To encourage ridership, the TTC is handing out free Presto cards this summer. But this, according to a University of Toronto study, will not encourage the return of old TTC riding habits. Rather, the solution is more expensive and more difficult to manage – personal protective equipment (PPE) including masks and gloves, for all commuters and enforcing strict limits on riders per vehicle. Another misguided solution would be to partner with or simply force Torontonians to rely upon privately run companies such as Lyft, Uber and Uber Pool, to fill in the gaps of the public system. Just ask Ford Motor Company why this wouldn’t work. Ford invested in the now defunct Chariot, an app-based shuttle service that intended to fill in the gaps of the public transit system, only to learn that one simply cannot make a profit providing service to places that public transit does (i.e., low ridership areas) and competing with other options such as walking, driving or cycling. As such, private companies may start with good intentions, but will likely end with pulling unprofitable routes and hiking fares, leaving riders in the lurch. Private partnerships with companies that have ubiquitous reach, such as Uber, are also precarious because they’re not stable. Uber, for example, faces various political-legal issues, and it continues to burn through millions without making a profit. It’s clear the TTC faces a crippling paradox – it cannot afford to function as it has and it cannot afford to not function as it has – with no credible solution.

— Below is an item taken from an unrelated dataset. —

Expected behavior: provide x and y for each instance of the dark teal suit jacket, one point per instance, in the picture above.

Given the complexity of creating a viable transit system that is accessible both physically and financially, I have very little by way of viable solutions except for an appeal to our federal government to provide public transit riders with PPE and to fill in the financial losses of our public transit systems until the world has shaken off this virus. If we let public transit fail, we will also fail our biggest cities– which is risky given that our cities kick off significant tax revenue due to their comparatively higher real estate values and because heavy-hitting companies that sell to and employ Canadians, establish themselves in major cities. The TTC is simply too big to fail.